I stood in front of the mirror, staring at my half naked body. I traced the tattoo beside my breast, which read "por siempre y para siempre" in tiny little font. It's Spanish for "forever and ever", a matching tattoo Ethan and I got. Except he got his on his upper thigh.

I recall that night.

flashback...

"Just hold still," Ethan mumbled as he pulled me a little bit closer.

"I don't want it to hurt." I whined, covering my bare breast with my arm.

"I'm never going to hurt you, baby," he cooed in my ear, which somehow soothes my nerves. He held the sewing needle in between his fingers, while I repositioned myself to I could get comfier on my bed.

"Okay, don't move." He said one last time, before he stuck the needle into me.

He held my hand, and I squeezed it for the pain. It went away after the third or fourth poke, and after that I didn't feel much besides a bit of pressure. It took a while though.

When he was finished, he smiled at his artwork.

"There," he kissed it, making me blush, "forever and ever we shall be."

I looked down at his tattoo on his thigh, and smiled to myself.

Forever and ever we shall be.

end of flashback

I wiped the tear from my cheek, little did I know back then. Forever doesn't last very long, I guess.

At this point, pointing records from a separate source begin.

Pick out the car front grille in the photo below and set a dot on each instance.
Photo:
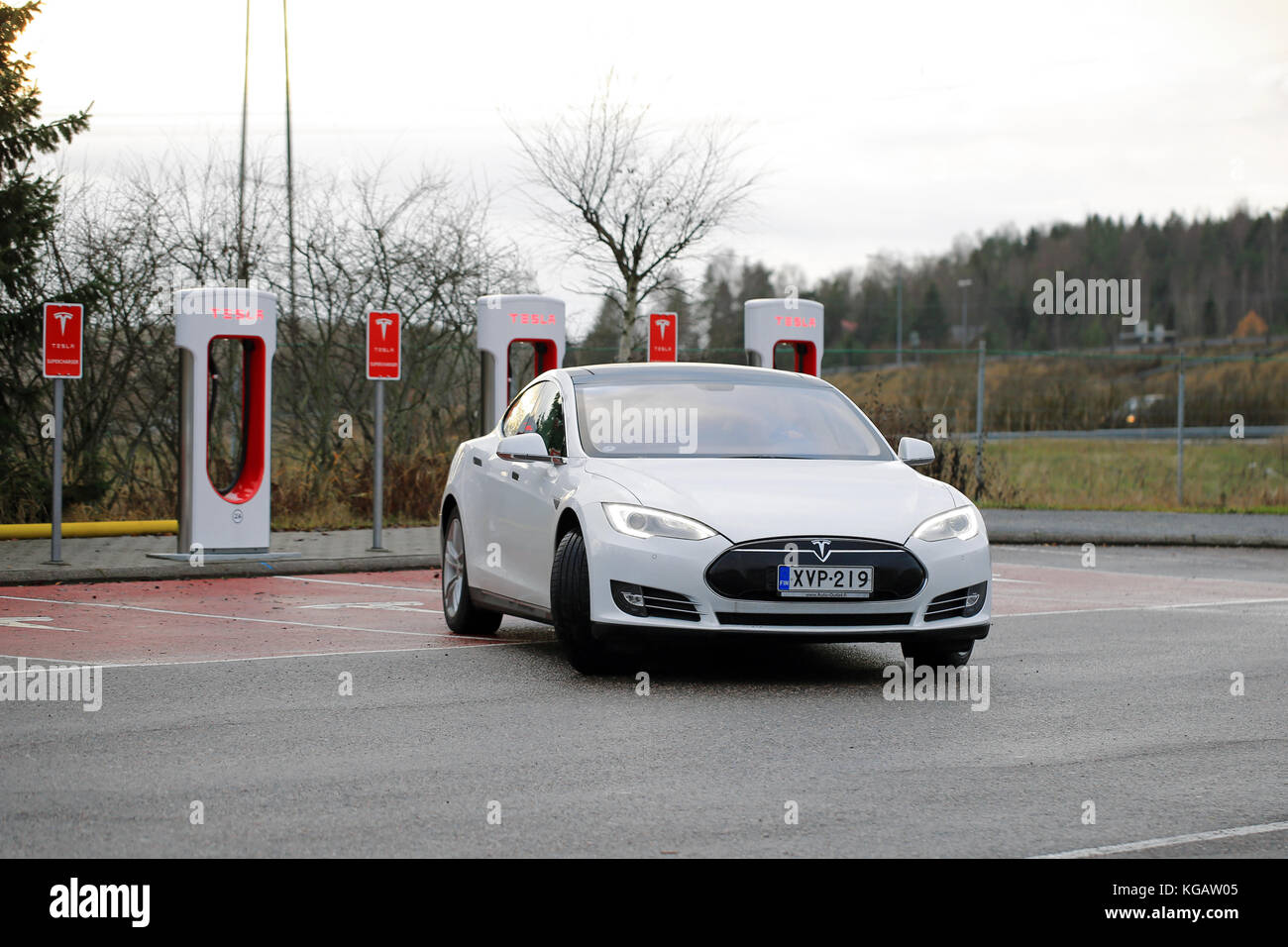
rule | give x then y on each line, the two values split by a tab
815	618
750	571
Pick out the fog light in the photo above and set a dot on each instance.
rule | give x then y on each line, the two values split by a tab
630	598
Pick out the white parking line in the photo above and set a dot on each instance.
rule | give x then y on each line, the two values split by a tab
365	585
241	617
235	660
1220	603
1170	840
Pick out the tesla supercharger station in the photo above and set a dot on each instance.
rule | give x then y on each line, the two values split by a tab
797	322
224	521
507	321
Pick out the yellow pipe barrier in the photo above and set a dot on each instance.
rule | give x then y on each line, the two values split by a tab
124	527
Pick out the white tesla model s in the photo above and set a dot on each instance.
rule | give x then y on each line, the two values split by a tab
711	500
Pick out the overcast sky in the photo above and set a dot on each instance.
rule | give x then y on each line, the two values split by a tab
884	128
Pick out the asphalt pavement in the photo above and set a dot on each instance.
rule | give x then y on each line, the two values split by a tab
1109	684
125	558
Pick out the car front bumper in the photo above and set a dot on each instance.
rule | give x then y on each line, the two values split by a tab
679	567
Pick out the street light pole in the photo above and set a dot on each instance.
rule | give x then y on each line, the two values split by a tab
898	338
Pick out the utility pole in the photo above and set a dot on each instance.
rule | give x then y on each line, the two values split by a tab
898	338
979	425
965	285
1180	433
290	171
243	266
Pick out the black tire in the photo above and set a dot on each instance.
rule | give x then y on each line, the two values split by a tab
570	605
938	654
463	616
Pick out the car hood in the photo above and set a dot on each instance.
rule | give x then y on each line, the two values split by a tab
747	499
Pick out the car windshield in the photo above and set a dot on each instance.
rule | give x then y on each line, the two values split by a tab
724	420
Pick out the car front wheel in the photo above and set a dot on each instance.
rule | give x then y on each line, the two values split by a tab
463	616
570	605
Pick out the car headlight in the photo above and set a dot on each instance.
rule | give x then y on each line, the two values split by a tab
645	522
961	523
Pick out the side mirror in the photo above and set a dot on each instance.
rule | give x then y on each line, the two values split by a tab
529	446
914	451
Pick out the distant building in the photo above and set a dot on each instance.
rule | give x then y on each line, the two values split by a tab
1250	326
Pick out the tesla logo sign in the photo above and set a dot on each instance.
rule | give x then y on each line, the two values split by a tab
63	334
662	330
533	318
384	346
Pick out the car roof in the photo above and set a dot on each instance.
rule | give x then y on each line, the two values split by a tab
694	372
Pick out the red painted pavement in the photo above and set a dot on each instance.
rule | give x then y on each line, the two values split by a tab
220	618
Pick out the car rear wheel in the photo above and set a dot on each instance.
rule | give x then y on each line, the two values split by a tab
570	605
938	654
463	616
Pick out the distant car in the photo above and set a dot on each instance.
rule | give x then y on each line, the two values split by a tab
707	500
1142	411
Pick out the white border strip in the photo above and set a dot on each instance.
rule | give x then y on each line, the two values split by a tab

I glanced at my thigh, where the scar of my knife wounds would be. I got them removed due to my modelling, but I remember how much Ethan wanted me to praise them, to be proud that I'd survived and come out being amazing.

I still had a small one on my shoulder, it wasn't big enough to need to remove. But it's still yet another permanent reminder of Ethan. As if the tattoo wasn't enough.

I slumped back on my bed, fishing through the boxes that need to be emptied. I found the photos from New Years, I found the photos from my birthday. I remember how much he loved polaroids, how it was our little thing.

I held them gently towards my heart, giving them a squeeze as if I was hugging Ethan. Gosh, that boy has ruined me. We weren't even together for a year. Yet, I feel so connected to him, I'm so dependant on him to make me happy.

I outlined it as teenage love. How you think you're in love, but really, it's just a crush.

But I've ruled that one out now. I just don't know what to do anymore.

And the most embarrassing thing is, he probably doesn't even care about me anymore.

ethan's p.o.v

I can't believe I let go a girl who was one in a billion. More than a billion. She was my one. How could I have been so stupid? I loved her, and I still do.

I know she's got someone, and thinking about her like this is so wrong. But when have we ever done anything right? Our whole relationship was just so up and down, but that's what I fell in love with. What I am in love with.

I looked down at the tattoo on my thigh, which I usually cover up with really heavy foundation my stylist found for me. It would be embarrassing if Elena saw it, she's already gotten rid of hers.

But I could never bring myself to get rid of it.

This way, she'll always be apart of me. Whether in text form, or in my heart. Forever and ever.

She probably hates me, and just doesn't want to show it. I mean, she left at such a hard time in her life, and here I am pretending she doesn't exist for the following two years?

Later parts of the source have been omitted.